The Archive of Uncertainty
Social theory surrounding the ever-increasing control attained by governments, city councils and private companies has created an atmosphere of pessimism for the future of our cities. The correlation between the theory of the city and the theory of capitalism is the fear of failure. This fear is what dictates public policy in the age of the consumer, setting out rigid opinions about what should and should not be displayed in the city’s public matrix.
The structured attempt to control the chaos of the city creates residual and ambiguous land within the edges of its boundaries. And whether the land presents itself as derelict sites, or unkempt border areas, these spaces of uncertainty provide the modern citizen a perspective outside the commodified, controlled, and privatised ‘open’ urban spaces. Creating potential outlets for unexpected or spontaneous encounters, informal events, and alterative activities, where people can cross back and forth between the known and the unknown.

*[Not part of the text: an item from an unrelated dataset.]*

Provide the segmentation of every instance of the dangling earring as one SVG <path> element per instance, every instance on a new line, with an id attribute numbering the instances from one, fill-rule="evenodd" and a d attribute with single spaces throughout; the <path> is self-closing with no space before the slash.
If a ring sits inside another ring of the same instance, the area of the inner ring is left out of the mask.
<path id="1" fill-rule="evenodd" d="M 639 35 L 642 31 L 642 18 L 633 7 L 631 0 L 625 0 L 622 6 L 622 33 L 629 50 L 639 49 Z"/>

However, a dualism exists between the spaces of uncertainty and certainty in the city, with certainty existing as anthropological place. Anthropological place has at least three characteristics in common, they want to be – people want them to be – places of identity, of relations and of history. An archive is a public institution whose main source of information is derived from those three characteristics. However, these institutions possess systems of control, steeped in bureaucracy, which makes it impossible to navigate the knowledge they possess. Despondency and fear set in.
My response to the ethical city is questioning who controls the information within its boundaries, utilising the themes of uncertainty to imagine the antithesis of an archive. The thesis explores how a building, which has the capacity to archive everything, manifests itself within the context of Brussels.